Как резюмировал в 1872 г. М.П. Погодин, из всех опровержений норманизма «самое научное, всестороннее и благовидное, приведенное к одному знаменателю, было Эверсово (а собственное мнение - самое нелепое), самое основательное, полное и убедительное принадлежало г. Гедеонову. Принимая к сведению его основания, должно было допустить, что призванное к нам норманское племя могло быть смешанным или сродственным с норманнами славянскими». А в 1874 г. - за год до кончины - он окончательно укрепился в выводе, высказанном, надлежит подчеркнуть, более ста лет тому назад Ломоносовым, но только придав ему норманскую суть: «Я думаю только, что норманскую варягов-русь вероятнее искать в устьях и низовьях Немана, чем в других местах Балтийского поморья».
В тот же год один из самых убежденных норманистов Н.И. Ламбин признал, что Гедеонов, «можно сказать, разгромил эту победоносную доселе теорию... по крайней мере, расшатал ее так, что в прежнем виде она уже не может быть восстановлена». Солидаризируясь с его приговором норманской теории, он уже сам говорит о ее «несостоятельности» и констатирует, что она доходит «до выводов и заключений, явно невозможных, - до крайностей, резко расходящихся с историческою действительностью. И вот почему ею нельзя довольствоваться! Вот почему она вызывала и вызывает протест!»[240].
В 1875 г. П. П. Вяземский выразил «твердое и научное убеждение, что наши русские историки и летописцы до Шлецера стояли на более плодотворной почве для понимания древнейших судеб нашего племени и что вся мудрость Шлецера состояла в придумывании тормоза, искусно скованного для удовлетворения разных целей, уклоняющих от правильного пути; озирая пройденный со времен Шлецера путь археологических исследований в России, должно сознаться, что мы движемся в поте лица в манеже, не делая при этом ни шага вперед». И один из таких тормозов, вредящих научному изучению русских древностей, он видел в норманском вопросе. Сказав, что нельзя сомневаться в связи, существовавшей между скандинавами и славянами, Вяземский заключил, что «выход гребцов Руотси из Скандинавии не помогает ходу науки вперед» А в отношении Куника ученый указал на его стремление защищать норманизм «до последней крайности», а по поводу кредо Погодина, утверждавшего, что для него борьба с антинорманизмом есть «борьба не на живот, а на смерть», заметил, что такая постановка вопроса «в деле науки непонятна»[241].

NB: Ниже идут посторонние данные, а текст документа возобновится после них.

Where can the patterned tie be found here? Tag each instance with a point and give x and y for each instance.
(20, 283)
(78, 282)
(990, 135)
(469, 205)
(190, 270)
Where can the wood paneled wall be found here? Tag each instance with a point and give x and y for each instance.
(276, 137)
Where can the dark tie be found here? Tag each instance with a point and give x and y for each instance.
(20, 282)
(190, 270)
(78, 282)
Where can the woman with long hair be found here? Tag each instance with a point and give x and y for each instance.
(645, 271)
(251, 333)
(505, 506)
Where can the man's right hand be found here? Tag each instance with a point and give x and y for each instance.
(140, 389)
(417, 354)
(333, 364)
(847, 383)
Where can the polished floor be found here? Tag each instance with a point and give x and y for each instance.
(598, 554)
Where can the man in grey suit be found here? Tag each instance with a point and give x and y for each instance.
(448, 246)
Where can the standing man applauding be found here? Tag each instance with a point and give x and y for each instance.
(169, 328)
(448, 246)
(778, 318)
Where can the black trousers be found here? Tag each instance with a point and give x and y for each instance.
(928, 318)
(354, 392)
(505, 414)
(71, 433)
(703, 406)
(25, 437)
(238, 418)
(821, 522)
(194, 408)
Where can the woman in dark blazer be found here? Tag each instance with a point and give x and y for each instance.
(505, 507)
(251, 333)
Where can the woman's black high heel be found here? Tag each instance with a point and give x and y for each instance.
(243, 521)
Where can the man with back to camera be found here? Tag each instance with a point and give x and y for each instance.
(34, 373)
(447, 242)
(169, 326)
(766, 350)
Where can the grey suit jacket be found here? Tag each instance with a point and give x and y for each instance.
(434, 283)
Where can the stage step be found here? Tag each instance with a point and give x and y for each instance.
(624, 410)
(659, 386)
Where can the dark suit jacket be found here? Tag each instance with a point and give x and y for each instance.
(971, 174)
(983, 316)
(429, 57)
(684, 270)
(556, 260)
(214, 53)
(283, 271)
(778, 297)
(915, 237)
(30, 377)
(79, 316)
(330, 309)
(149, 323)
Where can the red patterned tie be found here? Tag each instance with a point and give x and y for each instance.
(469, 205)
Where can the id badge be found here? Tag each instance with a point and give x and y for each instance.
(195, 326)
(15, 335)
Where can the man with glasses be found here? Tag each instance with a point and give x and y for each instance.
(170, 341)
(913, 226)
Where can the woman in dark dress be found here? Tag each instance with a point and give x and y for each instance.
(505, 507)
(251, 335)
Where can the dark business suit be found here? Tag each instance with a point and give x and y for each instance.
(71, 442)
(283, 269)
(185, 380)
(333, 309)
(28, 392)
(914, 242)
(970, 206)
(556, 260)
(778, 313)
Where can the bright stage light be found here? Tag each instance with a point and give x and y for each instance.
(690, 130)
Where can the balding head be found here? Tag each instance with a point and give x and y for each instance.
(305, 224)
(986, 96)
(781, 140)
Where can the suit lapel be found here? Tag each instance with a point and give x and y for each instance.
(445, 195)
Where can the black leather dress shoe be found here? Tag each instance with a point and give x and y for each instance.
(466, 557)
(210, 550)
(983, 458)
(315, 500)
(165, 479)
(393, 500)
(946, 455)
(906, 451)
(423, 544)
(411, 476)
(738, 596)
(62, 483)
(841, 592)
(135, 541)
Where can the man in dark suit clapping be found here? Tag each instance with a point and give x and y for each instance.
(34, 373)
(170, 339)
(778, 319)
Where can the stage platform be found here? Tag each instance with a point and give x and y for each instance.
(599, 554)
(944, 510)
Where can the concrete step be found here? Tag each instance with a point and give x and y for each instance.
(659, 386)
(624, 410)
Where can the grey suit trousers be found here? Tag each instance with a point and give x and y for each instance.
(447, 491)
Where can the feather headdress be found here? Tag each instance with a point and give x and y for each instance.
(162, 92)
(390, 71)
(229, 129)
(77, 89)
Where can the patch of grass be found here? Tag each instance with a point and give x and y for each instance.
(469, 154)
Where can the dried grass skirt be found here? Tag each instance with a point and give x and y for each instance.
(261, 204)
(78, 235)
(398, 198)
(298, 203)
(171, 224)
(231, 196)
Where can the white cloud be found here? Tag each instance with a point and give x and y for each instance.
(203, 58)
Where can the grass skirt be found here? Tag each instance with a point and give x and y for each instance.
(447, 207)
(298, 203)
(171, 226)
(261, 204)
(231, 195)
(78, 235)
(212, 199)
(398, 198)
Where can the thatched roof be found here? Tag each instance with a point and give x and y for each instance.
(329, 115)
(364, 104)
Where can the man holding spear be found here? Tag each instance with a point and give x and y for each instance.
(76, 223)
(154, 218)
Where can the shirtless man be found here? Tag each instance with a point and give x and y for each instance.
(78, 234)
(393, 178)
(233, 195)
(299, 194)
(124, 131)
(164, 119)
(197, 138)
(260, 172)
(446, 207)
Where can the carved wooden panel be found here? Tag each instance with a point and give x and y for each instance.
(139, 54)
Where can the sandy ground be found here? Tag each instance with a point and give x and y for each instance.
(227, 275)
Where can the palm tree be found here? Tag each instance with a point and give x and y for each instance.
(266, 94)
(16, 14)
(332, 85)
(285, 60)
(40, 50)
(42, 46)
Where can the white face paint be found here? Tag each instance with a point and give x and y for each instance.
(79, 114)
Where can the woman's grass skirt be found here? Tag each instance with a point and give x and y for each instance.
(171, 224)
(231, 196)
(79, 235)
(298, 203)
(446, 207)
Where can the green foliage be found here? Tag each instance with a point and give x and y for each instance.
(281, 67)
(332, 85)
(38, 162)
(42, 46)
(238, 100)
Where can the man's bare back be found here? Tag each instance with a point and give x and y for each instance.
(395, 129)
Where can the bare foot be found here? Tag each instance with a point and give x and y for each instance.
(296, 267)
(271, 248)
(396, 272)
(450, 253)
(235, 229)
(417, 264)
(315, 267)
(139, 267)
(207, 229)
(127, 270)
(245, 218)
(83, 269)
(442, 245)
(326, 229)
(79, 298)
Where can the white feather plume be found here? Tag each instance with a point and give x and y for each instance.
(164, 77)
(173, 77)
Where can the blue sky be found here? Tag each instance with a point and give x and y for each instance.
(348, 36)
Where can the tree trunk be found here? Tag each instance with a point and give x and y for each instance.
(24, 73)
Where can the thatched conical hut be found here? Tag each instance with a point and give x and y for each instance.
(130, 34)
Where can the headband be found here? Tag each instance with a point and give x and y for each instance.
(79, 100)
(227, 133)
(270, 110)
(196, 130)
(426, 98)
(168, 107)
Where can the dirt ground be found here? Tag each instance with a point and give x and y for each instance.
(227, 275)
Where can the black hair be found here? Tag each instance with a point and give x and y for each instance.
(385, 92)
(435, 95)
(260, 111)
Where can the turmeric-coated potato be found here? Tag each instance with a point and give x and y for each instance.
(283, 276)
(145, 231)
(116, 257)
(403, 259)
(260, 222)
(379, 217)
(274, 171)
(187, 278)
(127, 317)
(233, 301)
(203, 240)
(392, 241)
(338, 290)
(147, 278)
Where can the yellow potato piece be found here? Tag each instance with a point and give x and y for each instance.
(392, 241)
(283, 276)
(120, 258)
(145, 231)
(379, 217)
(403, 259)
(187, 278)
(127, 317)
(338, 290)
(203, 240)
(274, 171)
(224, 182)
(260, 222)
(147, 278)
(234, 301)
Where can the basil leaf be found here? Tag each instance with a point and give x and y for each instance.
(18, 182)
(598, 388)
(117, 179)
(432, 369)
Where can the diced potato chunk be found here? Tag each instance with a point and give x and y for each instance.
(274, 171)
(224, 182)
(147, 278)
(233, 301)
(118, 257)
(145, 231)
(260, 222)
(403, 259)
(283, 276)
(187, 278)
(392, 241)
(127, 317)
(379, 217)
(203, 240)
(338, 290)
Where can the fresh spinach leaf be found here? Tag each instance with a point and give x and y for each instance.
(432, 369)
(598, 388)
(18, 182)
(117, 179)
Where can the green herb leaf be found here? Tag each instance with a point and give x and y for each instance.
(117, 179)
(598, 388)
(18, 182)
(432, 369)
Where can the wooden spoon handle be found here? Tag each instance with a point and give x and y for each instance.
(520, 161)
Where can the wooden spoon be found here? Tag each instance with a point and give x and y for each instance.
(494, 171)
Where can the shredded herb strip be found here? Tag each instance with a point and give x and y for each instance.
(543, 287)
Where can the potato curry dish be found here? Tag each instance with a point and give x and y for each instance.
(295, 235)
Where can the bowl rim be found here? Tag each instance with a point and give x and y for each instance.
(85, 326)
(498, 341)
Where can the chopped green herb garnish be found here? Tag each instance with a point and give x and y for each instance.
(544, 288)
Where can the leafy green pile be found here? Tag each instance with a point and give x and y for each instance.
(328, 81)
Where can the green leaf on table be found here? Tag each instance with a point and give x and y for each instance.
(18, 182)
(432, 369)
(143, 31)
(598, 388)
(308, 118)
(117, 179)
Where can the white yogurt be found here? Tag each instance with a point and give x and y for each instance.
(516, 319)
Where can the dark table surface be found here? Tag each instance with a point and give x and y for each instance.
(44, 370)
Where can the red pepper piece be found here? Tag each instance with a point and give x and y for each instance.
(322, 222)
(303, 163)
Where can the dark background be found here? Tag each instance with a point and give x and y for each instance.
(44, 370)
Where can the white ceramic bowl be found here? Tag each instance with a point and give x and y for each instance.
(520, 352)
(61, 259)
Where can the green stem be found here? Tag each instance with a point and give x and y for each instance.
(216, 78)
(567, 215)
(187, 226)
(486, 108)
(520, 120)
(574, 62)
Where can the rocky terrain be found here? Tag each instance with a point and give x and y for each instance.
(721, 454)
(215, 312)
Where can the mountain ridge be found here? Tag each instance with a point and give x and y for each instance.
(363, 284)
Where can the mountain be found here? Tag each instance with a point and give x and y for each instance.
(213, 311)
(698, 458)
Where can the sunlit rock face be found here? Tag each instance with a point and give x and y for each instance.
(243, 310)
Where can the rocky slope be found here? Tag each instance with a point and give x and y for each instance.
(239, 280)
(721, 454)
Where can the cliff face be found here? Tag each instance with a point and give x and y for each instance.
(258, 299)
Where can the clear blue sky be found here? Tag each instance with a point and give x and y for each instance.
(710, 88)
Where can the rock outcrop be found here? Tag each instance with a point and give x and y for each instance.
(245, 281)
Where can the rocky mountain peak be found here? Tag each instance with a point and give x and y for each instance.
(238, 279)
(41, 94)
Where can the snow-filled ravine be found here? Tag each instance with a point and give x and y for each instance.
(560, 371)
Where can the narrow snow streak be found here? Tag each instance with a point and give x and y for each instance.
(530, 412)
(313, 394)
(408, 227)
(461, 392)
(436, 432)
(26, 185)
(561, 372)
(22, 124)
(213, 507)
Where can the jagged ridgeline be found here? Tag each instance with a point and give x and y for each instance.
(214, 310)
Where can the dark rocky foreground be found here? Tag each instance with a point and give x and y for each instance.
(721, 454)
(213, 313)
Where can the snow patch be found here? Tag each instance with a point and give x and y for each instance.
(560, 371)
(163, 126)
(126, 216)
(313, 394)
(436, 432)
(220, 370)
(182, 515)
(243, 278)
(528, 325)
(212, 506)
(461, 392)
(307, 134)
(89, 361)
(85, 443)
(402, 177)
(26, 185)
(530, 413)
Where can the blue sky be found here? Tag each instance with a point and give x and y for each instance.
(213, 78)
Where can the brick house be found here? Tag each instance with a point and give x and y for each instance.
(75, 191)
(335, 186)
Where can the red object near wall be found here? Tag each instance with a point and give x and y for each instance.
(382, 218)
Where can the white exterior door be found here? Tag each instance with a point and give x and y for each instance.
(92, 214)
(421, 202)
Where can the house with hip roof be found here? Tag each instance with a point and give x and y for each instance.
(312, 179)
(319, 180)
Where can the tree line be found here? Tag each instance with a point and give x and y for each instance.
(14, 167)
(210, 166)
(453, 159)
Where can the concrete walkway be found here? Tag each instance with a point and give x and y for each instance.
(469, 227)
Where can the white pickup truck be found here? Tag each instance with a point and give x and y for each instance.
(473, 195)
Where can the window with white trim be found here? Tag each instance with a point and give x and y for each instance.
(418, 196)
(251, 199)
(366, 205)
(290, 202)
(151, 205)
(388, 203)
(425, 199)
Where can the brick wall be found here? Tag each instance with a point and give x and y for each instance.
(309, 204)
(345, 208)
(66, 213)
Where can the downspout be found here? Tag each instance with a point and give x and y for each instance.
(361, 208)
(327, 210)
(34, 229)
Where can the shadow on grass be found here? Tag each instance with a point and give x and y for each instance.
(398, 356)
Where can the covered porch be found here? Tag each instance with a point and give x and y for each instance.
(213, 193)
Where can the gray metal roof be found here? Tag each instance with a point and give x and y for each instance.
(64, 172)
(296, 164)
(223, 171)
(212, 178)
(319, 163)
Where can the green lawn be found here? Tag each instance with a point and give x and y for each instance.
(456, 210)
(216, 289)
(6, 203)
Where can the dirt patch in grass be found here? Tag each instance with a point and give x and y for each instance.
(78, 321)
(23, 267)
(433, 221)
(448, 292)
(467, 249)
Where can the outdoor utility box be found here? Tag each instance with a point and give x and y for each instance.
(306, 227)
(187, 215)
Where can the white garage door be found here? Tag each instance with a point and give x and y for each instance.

В 1875 и 1877-1878 гг. Куник вновь (а на данный факт он впервые указал в 1844 г.) говорил о шведе П. Петрее как о «первом норманисте», «довольно неудачно», по его мнению, заявившем о себе в этом качестве в 1615 году. Причем, как убеждал историк, если не существует никакой антинорманистской школы, то «норманисты, напротив, образуют старую школу, возникшую в 17 столетии». Отрицая за Байером лавры «отца-основателя» норманскои теории, Куник оценил его вклад в ее копилку довольно скромно (он лишь ввел в научный оборот Вертинские анналы, неизвестные шведским историкам XVII в ), а диссертацию Миллера, превозносимую в науке, назвал «препустой» Осознавая, что факт присутствия руси на берегах Черного моря в дорюриково время полностью сокрушает норманскую теорию, свидетельства о ней он охарактеризовал «несостоятельными полностью», в связи с чем отверг позицию С.М.Соловьева, отделявшего русь от варягов и видевшего в ней оседлый народ, до Рюрика живший на юге нынешней России.
В те же годы Куник назвал сочинение Гедеонова «в высшей степени замечательным» и резюмировал, что против некоторых его доводов «ничего нельзя возразить». Критикуя антинорманистов, ученый отметил, что некоторые из них «и в том числе главным образом г. Гедеонов, беспощадно раскрыли слабые стороны норманской школы, которые вызывали противоречия. Само дело от этого только выиграло» (причем увидев его «самое сильное возражение» норманистской интерпретации Вертинских анналов). Находясь под несомненным воздействием вывода своего научного противника, что ПВЛ «всегда останется... живым протестом народного русского духа против систематического онемечения Руси», Куник откровенно сказал: «Одними ссылками на почтенного Нестора теперь ничего не поделаешь», - и предложил летопись «совершенно устранить и воспроизвести историю русского государства в течение первого столетия его существования исключительно на основании одних иностранных источников» (скатываясь, тем самым, на позиции первой половины XVIII в., преодоленные наукой благодаря Ломоносову). То, что иностранные источники представляют собою самую зыбкую основу для построений норманизма, продемонстрировал сам исследователь, тогда же окончательно отдав предпочтение в разрешении варяго-русского вопроса лингвистике, с которой так бесцеремонно обходились норманисты.